Il est exact que, dans cette ville, le tonnage expédié par chemin de fer s’est accru de 320 000 tonnes dans les trois années qui ont suivi la canalisation du Mein, tandis qu’il n’avait augmenté que de 70 000 tonnes dans les trois années précédant ce travail. Mais, si l’on examine les choses de plus près, on aperçoit que cette différence ne constitue pas un gain réel pour le chemin de fer, car elle provient de marchandises qui étaient autrefois transportées de bout en bout par voie ferrée et qui, depuis que le Mein est navigable jusqu’à Francfort, sont acheminées par eau jusqu’à cette ville, pour y être transbordées dans le chemin de fer, ou vice versa. Pour les houilles, en particulier, on constate que, tandis que les expéditions par chemin de fer à Francfort, en provenance de la voie d’eau, augmentaient de 80 000 tonnes, le transport des charbons de la Ruhr par rails, à destination de Francfort, diminuait de 40 000 tonnes, sans compter ce qui était autrefois expédié au-delà de cette ville et qui y est maintenant transbordé, comme nous venons de le dire. Or, ces transports effectuaient jadis un parcours de 300 à 400 kilomètres par voie ferrée, tandis que ceux qui sont maintenant réexpédiés de Francfort ne font plus qu’un petit trajet sur rails, et ne laissent, pour les raisons déjà données, qu’un bien moindre bénéfice[1].

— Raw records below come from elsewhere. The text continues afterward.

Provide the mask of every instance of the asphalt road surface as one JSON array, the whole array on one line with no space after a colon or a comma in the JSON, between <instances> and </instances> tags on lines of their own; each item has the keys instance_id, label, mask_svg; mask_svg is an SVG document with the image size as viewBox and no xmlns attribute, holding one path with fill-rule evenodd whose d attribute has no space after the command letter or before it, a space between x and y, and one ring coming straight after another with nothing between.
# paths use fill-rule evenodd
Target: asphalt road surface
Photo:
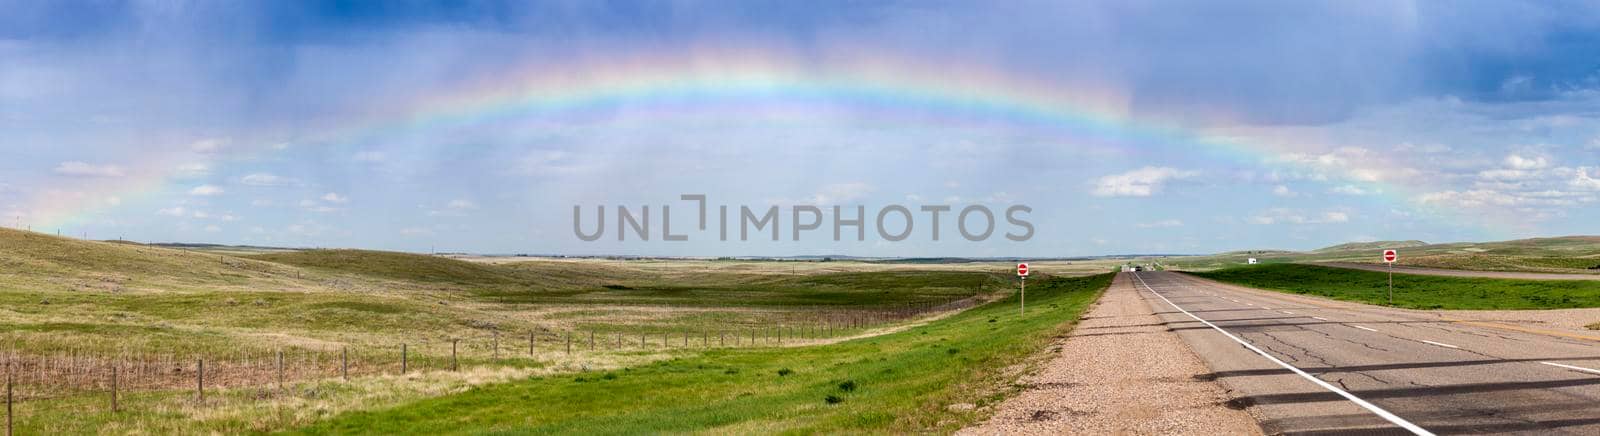
<instances>
[{"instance_id":1,"label":"asphalt road surface","mask_svg":"<svg viewBox=\"0 0 1600 436\"><path fill-rule=\"evenodd\" d=\"M1269 434L1600 434L1600 342L1131 274Z\"/></svg>"}]
</instances>

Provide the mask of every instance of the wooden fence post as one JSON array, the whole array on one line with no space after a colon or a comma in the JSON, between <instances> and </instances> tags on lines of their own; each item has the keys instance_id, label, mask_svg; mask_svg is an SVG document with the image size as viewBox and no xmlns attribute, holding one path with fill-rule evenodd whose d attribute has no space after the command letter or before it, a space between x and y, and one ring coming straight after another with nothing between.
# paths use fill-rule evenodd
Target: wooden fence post
<instances>
[{"instance_id":1,"label":"wooden fence post","mask_svg":"<svg viewBox=\"0 0 1600 436\"><path fill-rule=\"evenodd\" d=\"M11 436L11 362L6 362L6 436Z\"/></svg>"},{"instance_id":2,"label":"wooden fence post","mask_svg":"<svg viewBox=\"0 0 1600 436\"><path fill-rule=\"evenodd\" d=\"M500 360L500 331L494 331L494 360Z\"/></svg>"},{"instance_id":3,"label":"wooden fence post","mask_svg":"<svg viewBox=\"0 0 1600 436\"><path fill-rule=\"evenodd\" d=\"M111 413L117 413L117 366L111 365Z\"/></svg>"},{"instance_id":4,"label":"wooden fence post","mask_svg":"<svg viewBox=\"0 0 1600 436\"><path fill-rule=\"evenodd\" d=\"M461 342L460 339L451 339L450 340L450 371L460 371L461 370L460 364L456 363L456 344L458 344L460 342Z\"/></svg>"},{"instance_id":5,"label":"wooden fence post","mask_svg":"<svg viewBox=\"0 0 1600 436\"><path fill-rule=\"evenodd\" d=\"M537 335L537 334L538 333L528 332L528 356L533 356L534 335Z\"/></svg>"},{"instance_id":6,"label":"wooden fence post","mask_svg":"<svg viewBox=\"0 0 1600 436\"><path fill-rule=\"evenodd\" d=\"M200 401L206 400L206 360L196 359L194 363L194 394Z\"/></svg>"},{"instance_id":7,"label":"wooden fence post","mask_svg":"<svg viewBox=\"0 0 1600 436\"><path fill-rule=\"evenodd\" d=\"M278 350L278 393L283 393L283 350Z\"/></svg>"},{"instance_id":8,"label":"wooden fence post","mask_svg":"<svg viewBox=\"0 0 1600 436\"><path fill-rule=\"evenodd\" d=\"M339 348L339 378L350 381L350 347Z\"/></svg>"},{"instance_id":9,"label":"wooden fence post","mask_svg":"<svg viewBox=\"0 0 1600 436\"><path fill-rule=\"evenodd\" d=\"M594 331L589 331L589 351L594 351Z\"/></svg>"},{"instance_id":10,"label":"wooden fence post","mask_svg":"<svg viewBox=\"0 0 1600 436\"><path fill-rule=\"evenodd\" d=\"M410 362L406 360L406 344L400 344L400 375L406 375L406 367Z\"/></svg>"},{"instance_id":11,"label":"wooden fence post","mask_svg":"<svg viewBox=\"0 0 1600 436\"><path fill-rule=\"evenodd\" d=\"M572 355L572 332L567 332L567 355Z\"/></svg>"}]
</instances>

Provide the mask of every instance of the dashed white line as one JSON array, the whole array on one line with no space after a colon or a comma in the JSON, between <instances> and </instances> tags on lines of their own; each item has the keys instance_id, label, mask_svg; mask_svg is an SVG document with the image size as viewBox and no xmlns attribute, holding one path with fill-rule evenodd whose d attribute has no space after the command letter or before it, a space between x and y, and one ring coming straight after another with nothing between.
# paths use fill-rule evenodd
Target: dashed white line
<instances>
[{"instance_id":1,"label":"dashed white line","mask_svg":"<svg viewBox=\"0 0 1600 436\"><path fill-rule=\"evenodd\" d=\"M1434 341L1430 341L1430 340L1427 340L1427 339L1418 339L1418 340L1422 341L1425 344L1433 344L1433 345L1438 345L1438 346L1445 347L1445 348L1461 348L1461 347L1457 347L1457 346L1454 346L1454 345L1446 344L1446 343L1443 343L1443 342L1434 342Z\"/></svg>"},{"instance_id":2,"label":"dashed white line","mask_svg":"<svg viewBox=\"0 0 1600 436\"><path fill-rule=\"evenodd\" d=\"M1294 312L1290 312L1290 311L1287 311L1287 310L1280 310L1279 312L1283 312L1284 315L1294 315Z\"/></svg>"},{"instance_id":3,"label":"dashed white line","mask_svg":"<svg viewBox=\"0 0 1600 436\"><path fill-rule=\"evenodd\" d=\"M1321 386L1323 389L1327 389L1327 390L1329 390L1329 391L1331 391L1331 392L1333 392L1335 394L1339 394L1339 396L1344 397L1346 400L1350 400L1350 402L1356 403L1357 406L1361 406L1362 408L1367 409L1367 411L1372 412L1375 415L1378 415L1378 417L1383 418L1384 420L1387 420L1390 423L1393 423L1394 425L1398 425L1401 428L1404 428L1404 429L1406 429L1407 431L1410 431L1413 434L1424 435L1424 436L1433 436L1433 432L1430 432L1427 429L1419 427L1416 424L1412 424L1411 421L1406 421L1405 418L1401 418L1398 415L1395 415L1393 413L1389 413L1389 411L1383 410L1382 408L1378 407L1377 405L1369 403L1369 402L1367 402L1367 400L1361 399L1361 397L1357 397L1355 395L1352 395L1349 392L1345 392L1342 389L1339 389L1339 388L1337 388L1337 387L1335 387L1335 386L1333 386L1331 384L1328 384L1328 382L1322 381L1322 379L1319 379L1319 378L1316 378L1316 377L1312 377L1311 374L1306 374L1305 371L1301 371L1300 368L1295 368L1294 365L1283 363L1282 360L1278 360L1278 358L1272 357L1271 354L1267 354L1267 352L1261 351L1261 349L1260 348L1256 348L1255 345L1250 345L1249 342L1245 342L1243 339L1239 339L1239 337L1238 336L1234 336L1233 333L1228 333L1228 331L1227 330L1223 330L1222 327L1217 327L1217 325L1216 324L1212 324L1211 321L1206 321L1203 318L1195 316L1193 313L1189 313L1188 310L1184 310L1182 307L1178 307L1178 305L1173 303L1172 300L1168 300L1167 296L1161 295L1161 293L1160 292L1156 292L1155 289L1151 289L1150 285L1144 282L1144 278L1143 277L1139 277L1139 273L1133 273L1133 278L1139 280L1139 284L1140 285L1144 285L1145 289L1149 289L1150 293L1156 294L1156 296L1160 297L1162 301L1167 302L1167 305L1172 306L1172 308L1174 308L1174 309L1178 309L1178 311L1179 312L1183 312L1184 315L1189 315L1189 317L1190 318L1194 318L1195 321L1200 321L1201 324L1205 324L1207 327L1211 327L1212 329L1215 329L1217 332L1222 333L1223 336L1227 336L1228 339L1232 339L1234 342L1239 343L1239 345L1243 345L1245 348L1249 349L1250 351L1254 351L1256 354L1261 355L1261 357L1266 358L1268 361L1271 361L1272 363L1275 363L1278 366L1283 367L1284 369L1287 369L1287 370L1289 370L1291 372L1294 372L1295 374L1298 374L1300 377L1303 377L1306 380L1310 380L1312 383L1316 383L1317 386ZM1374 330L1374 331L1376 331L1376 330Z\"/></svg>"},{"instance_id":4,"label":"dashed white line","mask_svg":"<svg viewBox=\"0 0 1600 436\"><path fill-rule=\"evenodd\" d=\"M1366 328L1366 327L1362 327L1362 326L1358 326L1358 325L1353 325L1353 326L1351 326L1351 327L1355 327L1355 328L1358 328L1358 329L1362 329L1362 330L1366 330L1366 331L1369 331L1369 332L1375 332L1375 331L1378 331L1378 330L1377 330L1377 329L1372 329L1372 328Z\"/></svg>"},{"instance_id":5,"label":"dashed white line","mask_svg":"<svg viewBox=\"0 0 1600 436\"><path fill-rule=\"evenodd\" d=\"M1543 363L1545 365L1550 365L1550 366L1554 366L1554 367L1558 367L1558 368L1566 368L1566 369L1570 369L1570 370L1573 370L1573 371L1583 371L1583 372L1587 372L1587 373L1590 373L1590 374L1600 374L1600 369L1589 369L1589 368L1584 368L1584 367L1581 367L1581 366L1562 365L1562 364L1554 363L1554 362L1539 362L1539 363Z\"/></svg>"},{"instance_id":6,"label":"dashed white line","mask_svg":"<svg viewBox=\"0 0 1600 436\"><path fill-rule=\"evenodd\" d=\"M1320 317L1320 316L1313 316L1313 317L1311 317L1311 319L1314 319L1314 320L1317 320L1317 321L1327 321L1328 320L1327 318L1323 318L1323 317Z\"/></svg>"}]
</instances>

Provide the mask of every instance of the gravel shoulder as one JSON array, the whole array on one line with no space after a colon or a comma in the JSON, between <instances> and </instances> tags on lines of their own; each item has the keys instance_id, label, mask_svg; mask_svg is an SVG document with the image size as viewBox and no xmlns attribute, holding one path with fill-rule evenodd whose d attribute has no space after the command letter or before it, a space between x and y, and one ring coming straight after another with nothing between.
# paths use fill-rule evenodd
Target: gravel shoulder
<instances>
[{"instance_id":1,"label":"gravel shoulder","mask_svg":"<svg viewBox=\"0 0 1600 436\"><path fill-rule=\"evenodd\" d=\"M1351 262L1317 262L1313 265L1331 266L1335 268L1359 269L1366 271L1385 272L1388 267L1375 263ZM1600 274L1575 272L1572 274L1537 273L1537 272L1511 272L1511 271L1472 271L1464 269L1424 268L1418 266L1394 267L1394 272L1401 274L1417 274L1425 276L1446 277L1479 277L1488 279L1521 279L1521 280L1600 280Z\"/></svg>"},{"instance_id":2,"label":"gravel shoulder","mask_svg":"<svg viewBox=\"0 0 1600 436\"><path fill-rule=\"evenodd\" d=\"M1127 274L1043 353L1022 392L959 434L1261 434Z\"/></svg>"}]
</instances>

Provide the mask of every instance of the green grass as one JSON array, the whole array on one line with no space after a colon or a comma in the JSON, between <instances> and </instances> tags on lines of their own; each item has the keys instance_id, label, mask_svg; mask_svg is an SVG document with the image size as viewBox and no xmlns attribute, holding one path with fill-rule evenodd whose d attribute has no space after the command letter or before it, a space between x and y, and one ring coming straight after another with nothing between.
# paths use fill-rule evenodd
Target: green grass
<instances>
[{"instance_id":1,"label":"green grass","mask_svg":"<svg viewBox=\"0 0 1600 436\"><path fill-rule=\"evenodd\" d=\"M1388 275L1314 265L1273 264L1192 272L1260 289L1386 304ZM1600 282L1394 275L1394 305L1413 309L1562 309L1600 307Z\"/></svg>"},{"instance_id":2,"label":"green grass","mask_svg":"<svg viewBox=\"0 0 1600 436\"><path fill-rule=\"evenodd\" d=\"M1111 274L1040 280L1015 297L832 345L715 350L605 373L484 386L301 430L329 433L907 433L952 431L1011 388L1000 374L1070 329ZM786 372L780 375L780 372ZM831 397L831 399L830 399Z\"/></svg>"}]
</instances>

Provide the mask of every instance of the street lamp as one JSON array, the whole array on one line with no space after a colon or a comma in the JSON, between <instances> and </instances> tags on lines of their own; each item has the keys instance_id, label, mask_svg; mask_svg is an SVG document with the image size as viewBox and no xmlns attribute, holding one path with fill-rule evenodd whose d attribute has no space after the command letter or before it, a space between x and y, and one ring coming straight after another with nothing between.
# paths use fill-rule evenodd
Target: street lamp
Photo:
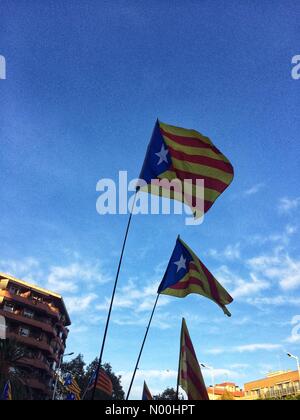
<instances>
[{"instance_id":1,"label":"street lamp","mask_svg":"<svg viewBox=\"0 0 300 420\"><path fill-rule=\"evenodd\" d=\"M62 354L59 358L59 363L58 363L58 368L56 369L56 378L55 378L55 384L54 384L54 389L53 389L53 395L52 395L52 400L55 400L55 395L56 395L56 389L57 389L57 383L58 383L58 372L60 371L61 368L61 364L63 361L64 357L67 356L72 356L74 354L74 352L72 353L68 353L68 354Z\"/></svg>"},{"instance_id":2,"label":"street lamp","mask_svg":"<svg viewBox=\"0 0 300 420\"><path fill-rule=\"evenodd\" d=\"M299 386L298 388L300 389L300 364L299 364L299 357L298 356L294 356L291 353L287 353L288 357L291 357L292 359L295 359L297 362L297 369L298 369L298 376L299 376Z\"/></svg>"},{"instance_id":3,"label":"street lamp","mask_svg":"<svg viewBox=\"0 0 300 420\"><path fill-rule=\"evenodd\" d=\"M213 399L215 399L215 371L212 366L205 365L204 363L200 363L200 366L202 366L205 369L208 369L211 371L211 380L213 385Z\"/></svg>"}]
</instances>

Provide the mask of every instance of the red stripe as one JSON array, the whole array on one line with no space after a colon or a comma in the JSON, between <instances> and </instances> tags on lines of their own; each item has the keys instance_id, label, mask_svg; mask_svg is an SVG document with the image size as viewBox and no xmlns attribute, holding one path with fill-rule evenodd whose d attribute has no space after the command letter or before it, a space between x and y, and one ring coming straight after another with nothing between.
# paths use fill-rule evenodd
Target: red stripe
<instances>
[{"instance_id":1,"label":"red stripe","mask_svg":"<svg viewBox=\"0 0 300 420\"><path fill-rule=\"evenodd\" d=\"M200 370L200 368L199 368L199 370ZM207 394L205 384L203 383L201 378L198 377L198 375L194 372L194 370L192 369L192 367L189 364L187 364L187 376L188 376L188 380L193 382L195 388L197 389L197 391L201 395L201 398L203 400L208 400L208 394Z\"/></svg>"},{"instance_id":2,"label":"red stripe","mask_svg":"<svg viewBox=\"0 0 300 420\"><path fill-rule=\"evenodd\" d=\"M210 293L212 295L212 297L214 298L214 300L218 303L221 304L220 302L220 296L219 296L219 292L217 289L217 285L216 285L216 281L213 277L213 275L208 271L208 269L205 267L204 264L202 264L202 262L198 259L202 270L204 271L204 274L207 278L208 284L209 284L209 288L210 288Z\"/></svg>"},{"instance_id":3,"label":"red stripe","mask_svg":"<svg viewBox=\"0 0 300 420\"><path fill-rule=\"evenodd\" d=\"M175 290L187 289L191 284L195 284L196 286L200 286L203 289L203 284L202 284L201 280L199 280L195 277L190 277L188 280L185 280L183 282L180 281L176 284L173 284L173 286L170 286L170 289L175 289Z\"/></svg>"},{"instance_id":4,"label":"red stripe","mask_svg":"<svg viewBox=\"0 0 300 420\"><path fill-rule=\"evenodd\" d=\"M213 144L208 144L205 141L199 139L198 137L185 137L185 136L177 136L176 134L168 133L167 131L163 130L160 127L161 133L168 137L170 140L175 141L178 144L183 146L190 146L190 147L198 147L198 148L205 148L211 149L218 155L224 156L219 149L216 148Z\"/></svg>"},{"instance_id":5,"label":"red stripe","mask_svg":"<svg viewBox=\"0 0 300 420\"><path fill-rule=\"evenodd\" d=\"M194 183L196 183L197 179L204 179L205 188L210 188L211 190L218 191L219 193L222 193L229 185L226 184L226 182L219 181L218 179L210 178L202 174L196 175L191 172L182 171L181 169L174 169L174 172L176 173L177 178L182 182L185 179L191 179Z\"/></svg>"},{"instance_id":6,"label":"red stripe","mask_svg":"<svg viewBox=\"0 0 300 420\"><path fill-rule=\"evenodd\" d=\"M211 168L220 169L221 171L233 174L233 168L230 163L206 156L188 155L184 152L175 150L170 146L168 146L168 150L170 151L171 157L174 157L175 159L191 163L198 163L200 165L209 166Z\"/></svg>"},{"instance_id":7,"label":"red stripe","mask_svg":"<svg viewBox=\"0 0 300 420\"><path fill-rule=\"evenodd\" d=\"M192 353L194 358L197 360L197 356L196 356L196 353L195 353L195 350L194 350L193 343L192 343L187 331L183 332L183 345L186 346L189 349L189 351Z\"/></svg>"}]
</instances>

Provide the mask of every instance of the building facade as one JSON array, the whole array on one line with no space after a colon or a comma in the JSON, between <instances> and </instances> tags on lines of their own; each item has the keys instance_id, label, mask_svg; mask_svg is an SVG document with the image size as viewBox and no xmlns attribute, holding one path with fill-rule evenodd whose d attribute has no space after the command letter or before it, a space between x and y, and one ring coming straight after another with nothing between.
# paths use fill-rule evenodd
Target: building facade
<instances>
[{"instance_id":1,"label":"building facade","mask_svg":"<svg viewBox=\"0 0 300 420\"><path fill-rule=\"evenodd\" d=\"M299 376L297 370L269 373L266 378L245 384L245 398L256 400L297 395L300 393Z\"/></svg>"},{"instance_id":2,"label":"building facade","mask_svg":"<svg viewBox=\"0 0 300 420\"><path fill-rule=\"evenodd\" d=\"M210 400L220 400L223 398L241 400L244 398L244 391L234 382L223 382L216 384L214 387L210 386L207 388L207 392Z\"/></svg>"},{"instance_id":3,"label":"building facade","mask_svg":"<svg viewBox=\"0 0 300 420\"><path fill-rule=\"evenodd\" d=\"M30 398L50 399L71 324L63 298L0 273L0 316L6 338L26 347L26 358L18 363Z\"/></svg>"}]
</instances>

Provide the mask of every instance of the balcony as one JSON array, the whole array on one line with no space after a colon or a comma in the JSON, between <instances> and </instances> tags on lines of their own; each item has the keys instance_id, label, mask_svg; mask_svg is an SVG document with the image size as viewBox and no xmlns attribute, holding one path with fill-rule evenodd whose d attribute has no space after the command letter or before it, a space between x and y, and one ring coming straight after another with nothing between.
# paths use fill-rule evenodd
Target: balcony
<instances>
[{"instance_id":1,"label":"balcony","mask_svg":"<svg viewBox=\"0 0 300 420\"><path fill-rule=\"evenodd\" d=\"M36 389L38 391L43 392L45 395L51 395L51 389L49 386L45 385L40 379L37 378L30 378L25 381L25 385L29 388Z\"/></svg>"},{"instance_id":2,"label":"balcony","mask_svg":"<svg viewBox=\"0 0 300 420\"><path fill-rule=\"evenodd\" d=\"M50 368L50 366L40 359L34 359L29 357L24 357L18 361L20 365L30 366L34 369L40 369L48 373L50 376L54 376L54 371Z\"/></svg>"},{"instance_id":3,"label":"balcony","mask_svg":"<svg viewBox=\"0 0 300 420\"><path fill-rule=\"evenodd\" d=\"M16 321L17 323L22 323L38 328L42 331L45 331L46 333L53 335L54 337L56 337L57 335L54 328L46 322L37 321L34 318L28 318L26 316L19 315L15 312L4 311L3 309L0 309L0 315L4 316L4 318Z\"/></svg>"},{"instance_id":4,"label":"balcony","mask_svg":"<svg viewBox=\"0 0 300 420\"><path fill-rule=\"evenodd\" d=\"M10 332L10 331L7 333L7 338L11 340L15 340L21 344L24 344L27 347L38 348L39 350L46 351L48 354L50 354L52 357L56 359L52 347L44 340L38 340L37 338L32 337L32 336L29 336L29 337L22 336L15 332Z\"/></svg>"},{"instance_id":5,"label":"balcony","mask_svg":"<svg viewBox=\"0 0 300 420\"><path fill-rule=\"evenodd\" d=\"M59 310L57 308L51 307L48 303L38 302L37 300L32 299L31 297L14 295L14 294L9 293L8 290L0 289L0 298L1 297L8 301L18 302L22 305L30 306L31 308L34 308L35 310L38 309L42 312L45 312L47 315L53 317L56 320L56 322L60 320Z\"/></svg>"}]
</instances>

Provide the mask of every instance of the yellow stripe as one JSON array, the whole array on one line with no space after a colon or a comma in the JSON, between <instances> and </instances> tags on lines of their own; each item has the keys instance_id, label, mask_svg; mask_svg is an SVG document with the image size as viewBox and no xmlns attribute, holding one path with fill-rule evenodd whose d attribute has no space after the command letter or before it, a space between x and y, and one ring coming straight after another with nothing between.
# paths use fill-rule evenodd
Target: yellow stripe
<instances>
[{"instance_id":1,"label":"yellow stripe","mask_svg":"<svg viewBox=\"0 0 300 420\"><path fill-rule=\"evenodd\" d=\"M173 140L169 139L167 136L163 136L167 146L172 147L172 149L177 150L178 152L186 153L191 156L204 156L212 159L220 160L222 162L230 163L226 156L221 153L216 153L212 149L206 149L203 147L191 147L178 144Z\"/></svg>"},{"instance_id":2,"label":"yellow stripe","mask_svg":"<svg viewBox=\"0 0 300 420\"><path fill-rule=\"evenodd\" d=\"M191 163L172 157L173 166L175 169L181 171L190 172L194 175L198 175L199 179L201 177L209 177L217 179L224 182L225 184L230 184L233 179L233 175L228 172L221 171L221 169L212 168L211 166L200 165L199 163Z\"/></svg>"},{"instance_id":3,"label":"yellow stripe","mask_svg":"<svg viewBox=\"0 0 300 420\"><path fill-rule=\"evenodd\" d=\"M184 137L196 137L200 140L203 140L207 144L212 144L211 140L204 136L203 134L199 133L196 130L189 129L189 128L182 128L182 127L175 127L174 125L168 125L159 121L159 125L162 127L163 130L168 131L171 134L175 134L177 136L184 136Z\"/></svg>"}]
</instances>

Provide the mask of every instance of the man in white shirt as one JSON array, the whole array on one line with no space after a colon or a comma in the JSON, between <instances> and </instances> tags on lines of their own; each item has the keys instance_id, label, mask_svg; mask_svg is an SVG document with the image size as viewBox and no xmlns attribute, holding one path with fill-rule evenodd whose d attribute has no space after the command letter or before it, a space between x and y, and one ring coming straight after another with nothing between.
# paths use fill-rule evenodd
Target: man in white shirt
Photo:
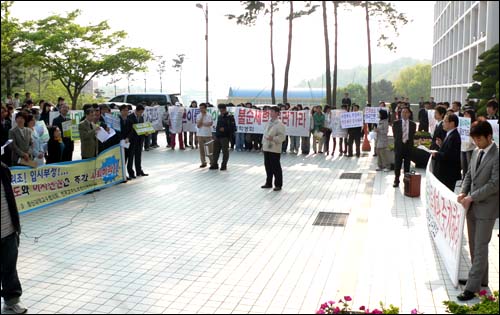
<instances>
[{"instance_id":1,"label":"man in white shirt","mask_svg":"<svg viewBox=\"0 0 500 315\"><path fill-rule=\"evenodd\" d=\"M200 144L200 167L206 167L207 161L205 156L207 152L205 151L205 145L207 145L208 149L208 159L210 165L212 165L212 152L213 150L213 141L212 141L212 116L207 113L207 104L200 104L200 114L196 117L196 127L198 127L198 143ZM208 143L208 144L207 144Z\"/></svg>"}]
</instances>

Pour d’autres localités desservies à la fois par rails et par eau, l’accroissement que l’on constate dans le trafic du chemin de fer, à la suite de sa jonction avec la voie navigable, provient de détournemens effectués avec le concours de la batellerie au détriment d’autres réseaux, comme nous en avons cité de nombreux exemples au début de ce chapitre. Mais, dans ce cas, ce qui profite à une administration de chemins de fer préjudicie à l’autre. En se plaçant à un point de vue absolu, on ne peut donc dire que la voie ferrée retire un bénéfice de son contact avec la voie d’eau.

  1. Ulrich, Tarifs différentiels et voies navigables.